In the end, though, Christenson is having the finest state tournament I’ve seen by an individual in years. The scary part is, he’s not even set up in isos or posting low every possession. It’s all within the parameters of Coach Jesse Nakanishi’s offensive sets. There’s no cockiness or extreme in emotional levels for this team. They simply play balls out and execute on a professional level, cool and collected.

Frankly, it’s a toss-up tonight. Rankings out the door. Kamehameha won’t score 80 again. ‘Iolani will make sure of that. But if the Warriors get hot and keep the pace fast, the Raiders would have to chase. That’s a huge ‘if.’

First to 50 wins.

Division II showdown

Farrington meets defending state champion Pahoa in the D-II final, 5 p.m. The Govs barely got past St. Joseph, but was that really a surprise that the game was close? As I wrote in the tourney preview, an eight-team tourney in D-II is never going to be predictable. St. Joe has been formidable since Harry Scanlan-Leite became head coach, and there’s plenty of talent in Hilo to go around.

St. Joe was a D-I power in the BIIF going back decades. With a smaller enrollment, the school has made do with its limited resources, and Coach Scanlan-Leite is one of their most valuable assets. So, no, no surprise that the Govs almost went down against the Cardinals. (Also no surprise that McKinley came so close to reach the semifinal.)

Then Farrington squeaked past University in a controversial finish, 57-55, last night. See the controversial 5-second violation call on Felipe Ojastro’s Facebook page here. The game-winning shot by Farrington’s J.P. Saycon is here.

It was a heartbreaking loss for University on a borderline call, but Saycon’s ability has never been questioned. Coach Allan Silva called him a Top 5 talent in the state. Without Ryan Reyes, however, every game has been tougher than ever for Farrington. Reyes is out with an ankle injury, Silva said.

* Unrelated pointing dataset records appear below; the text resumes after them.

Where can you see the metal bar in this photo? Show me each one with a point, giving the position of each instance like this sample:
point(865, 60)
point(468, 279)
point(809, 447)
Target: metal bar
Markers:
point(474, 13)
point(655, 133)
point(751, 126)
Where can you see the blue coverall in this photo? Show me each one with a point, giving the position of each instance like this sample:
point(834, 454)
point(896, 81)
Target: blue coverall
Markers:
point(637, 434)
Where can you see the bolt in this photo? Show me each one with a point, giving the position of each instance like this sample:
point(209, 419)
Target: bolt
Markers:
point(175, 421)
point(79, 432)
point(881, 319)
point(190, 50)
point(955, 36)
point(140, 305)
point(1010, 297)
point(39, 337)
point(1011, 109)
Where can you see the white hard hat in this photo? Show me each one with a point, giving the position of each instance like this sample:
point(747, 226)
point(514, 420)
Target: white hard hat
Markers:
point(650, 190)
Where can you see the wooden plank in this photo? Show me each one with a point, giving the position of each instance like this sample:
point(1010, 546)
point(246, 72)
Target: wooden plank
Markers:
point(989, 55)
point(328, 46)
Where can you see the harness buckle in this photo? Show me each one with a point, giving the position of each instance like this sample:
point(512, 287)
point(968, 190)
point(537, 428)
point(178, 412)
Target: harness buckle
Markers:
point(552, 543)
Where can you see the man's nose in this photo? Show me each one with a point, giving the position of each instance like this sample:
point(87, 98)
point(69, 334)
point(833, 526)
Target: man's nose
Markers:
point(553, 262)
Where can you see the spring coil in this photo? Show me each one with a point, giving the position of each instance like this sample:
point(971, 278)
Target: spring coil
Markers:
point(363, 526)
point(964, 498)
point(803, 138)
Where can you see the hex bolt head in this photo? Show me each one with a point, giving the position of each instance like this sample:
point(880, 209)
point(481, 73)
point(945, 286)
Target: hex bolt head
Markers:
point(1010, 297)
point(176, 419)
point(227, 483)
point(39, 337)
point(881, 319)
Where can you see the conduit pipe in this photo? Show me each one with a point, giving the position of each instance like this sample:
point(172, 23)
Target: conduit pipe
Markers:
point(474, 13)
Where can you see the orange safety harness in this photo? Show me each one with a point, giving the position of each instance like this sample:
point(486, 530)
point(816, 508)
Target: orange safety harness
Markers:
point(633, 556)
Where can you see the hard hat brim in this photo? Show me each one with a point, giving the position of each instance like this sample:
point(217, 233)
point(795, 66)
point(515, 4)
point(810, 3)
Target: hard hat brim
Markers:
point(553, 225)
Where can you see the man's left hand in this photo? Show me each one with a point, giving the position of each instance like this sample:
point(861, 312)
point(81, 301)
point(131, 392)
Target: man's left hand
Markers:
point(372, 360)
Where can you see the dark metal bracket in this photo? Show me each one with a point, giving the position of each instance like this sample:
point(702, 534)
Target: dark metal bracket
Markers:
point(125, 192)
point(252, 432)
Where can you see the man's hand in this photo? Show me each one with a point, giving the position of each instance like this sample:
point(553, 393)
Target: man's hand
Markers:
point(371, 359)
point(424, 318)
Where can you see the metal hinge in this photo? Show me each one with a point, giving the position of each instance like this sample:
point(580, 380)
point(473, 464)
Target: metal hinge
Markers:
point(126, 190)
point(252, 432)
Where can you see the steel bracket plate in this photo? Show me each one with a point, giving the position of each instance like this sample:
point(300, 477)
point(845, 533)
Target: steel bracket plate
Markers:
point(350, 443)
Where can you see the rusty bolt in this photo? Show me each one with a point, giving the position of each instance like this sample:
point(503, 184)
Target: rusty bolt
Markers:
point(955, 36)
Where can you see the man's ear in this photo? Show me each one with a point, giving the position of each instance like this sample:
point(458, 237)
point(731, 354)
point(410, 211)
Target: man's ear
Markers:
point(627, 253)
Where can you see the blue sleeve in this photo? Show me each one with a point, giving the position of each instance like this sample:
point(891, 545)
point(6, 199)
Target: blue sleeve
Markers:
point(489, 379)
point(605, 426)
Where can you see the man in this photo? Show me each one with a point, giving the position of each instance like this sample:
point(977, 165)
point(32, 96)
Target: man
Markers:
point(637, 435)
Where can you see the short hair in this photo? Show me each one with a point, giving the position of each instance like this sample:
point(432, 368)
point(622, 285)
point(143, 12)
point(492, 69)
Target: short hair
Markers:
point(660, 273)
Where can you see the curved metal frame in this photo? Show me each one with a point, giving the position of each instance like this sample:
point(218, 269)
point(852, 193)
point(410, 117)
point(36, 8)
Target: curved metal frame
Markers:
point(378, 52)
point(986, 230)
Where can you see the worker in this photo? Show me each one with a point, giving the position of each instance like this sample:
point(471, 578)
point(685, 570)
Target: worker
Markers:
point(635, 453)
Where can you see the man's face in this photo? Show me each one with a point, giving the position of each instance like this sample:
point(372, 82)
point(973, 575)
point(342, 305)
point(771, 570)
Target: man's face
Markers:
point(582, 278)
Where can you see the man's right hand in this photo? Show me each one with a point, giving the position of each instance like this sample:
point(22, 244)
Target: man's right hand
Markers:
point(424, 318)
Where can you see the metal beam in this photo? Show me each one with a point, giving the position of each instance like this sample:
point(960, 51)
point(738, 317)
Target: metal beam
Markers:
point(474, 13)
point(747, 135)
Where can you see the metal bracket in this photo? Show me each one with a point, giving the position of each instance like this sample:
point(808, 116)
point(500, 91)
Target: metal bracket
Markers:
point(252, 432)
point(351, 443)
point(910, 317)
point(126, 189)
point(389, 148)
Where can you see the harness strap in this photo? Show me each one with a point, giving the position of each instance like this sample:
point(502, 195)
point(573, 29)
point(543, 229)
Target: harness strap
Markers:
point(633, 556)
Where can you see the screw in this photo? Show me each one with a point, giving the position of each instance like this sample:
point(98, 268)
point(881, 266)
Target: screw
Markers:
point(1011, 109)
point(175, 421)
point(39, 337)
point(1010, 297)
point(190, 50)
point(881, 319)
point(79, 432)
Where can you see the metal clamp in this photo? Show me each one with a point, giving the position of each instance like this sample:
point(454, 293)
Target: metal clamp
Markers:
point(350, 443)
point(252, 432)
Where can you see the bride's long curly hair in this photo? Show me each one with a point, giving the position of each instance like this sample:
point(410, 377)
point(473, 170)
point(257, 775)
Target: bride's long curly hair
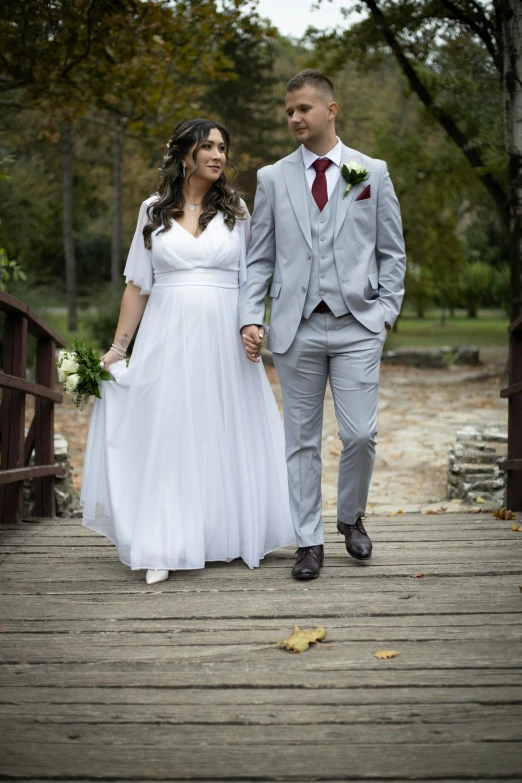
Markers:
point(170, 201)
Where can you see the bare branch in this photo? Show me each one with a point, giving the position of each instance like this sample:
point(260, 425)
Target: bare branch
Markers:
point(483, 32)
point(467, 148)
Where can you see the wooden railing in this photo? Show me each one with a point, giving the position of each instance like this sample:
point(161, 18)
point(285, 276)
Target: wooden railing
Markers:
point(513, 392)
point(15, 448)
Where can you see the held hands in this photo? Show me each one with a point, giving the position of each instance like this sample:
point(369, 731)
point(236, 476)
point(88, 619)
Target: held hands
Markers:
point(253, 337)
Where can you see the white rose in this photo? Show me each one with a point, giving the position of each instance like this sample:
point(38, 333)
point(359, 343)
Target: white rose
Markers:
point(72, 382)
point(69, 366)
point(356, 166)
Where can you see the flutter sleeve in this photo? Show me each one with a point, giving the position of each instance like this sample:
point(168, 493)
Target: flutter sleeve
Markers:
point(138, 269)
point(245, 241)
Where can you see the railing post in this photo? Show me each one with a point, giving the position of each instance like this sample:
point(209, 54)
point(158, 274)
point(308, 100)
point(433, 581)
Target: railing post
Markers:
point(44, 504)
point(514, 457)
point(13, 415)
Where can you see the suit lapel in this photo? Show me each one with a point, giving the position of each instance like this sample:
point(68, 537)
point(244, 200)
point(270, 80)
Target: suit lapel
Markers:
point(343, 204)
point(294, 174)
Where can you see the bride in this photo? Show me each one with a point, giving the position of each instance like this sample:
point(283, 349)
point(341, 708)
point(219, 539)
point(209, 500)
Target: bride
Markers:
point(185, 456)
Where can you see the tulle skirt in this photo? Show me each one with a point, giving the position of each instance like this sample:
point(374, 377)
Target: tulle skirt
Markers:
point(185, 454)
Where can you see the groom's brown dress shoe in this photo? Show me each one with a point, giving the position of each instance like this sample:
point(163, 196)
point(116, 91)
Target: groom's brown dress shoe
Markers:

As for Pahoa, one year wiser and stronger, but again, they’re doing this without last year’s D-II state tourney most outstanding player Isaiah Ekau, who graduated. Nick Fisher has led the charge. While Farrington benefited from a strong nonconference schedule — the Govs lost to ‘Iolani 46-42 at the AOP Classic — Pahoa has gained from continuing to play in an integrated BIIF schedule. There, D-I and D-II teams mesh during the regular season for practical purposes, i.e. less travel by splitting the league into West and East divisions.


The greatness tips off at 5 p.m. and continues with the D-I final at 7. See you there.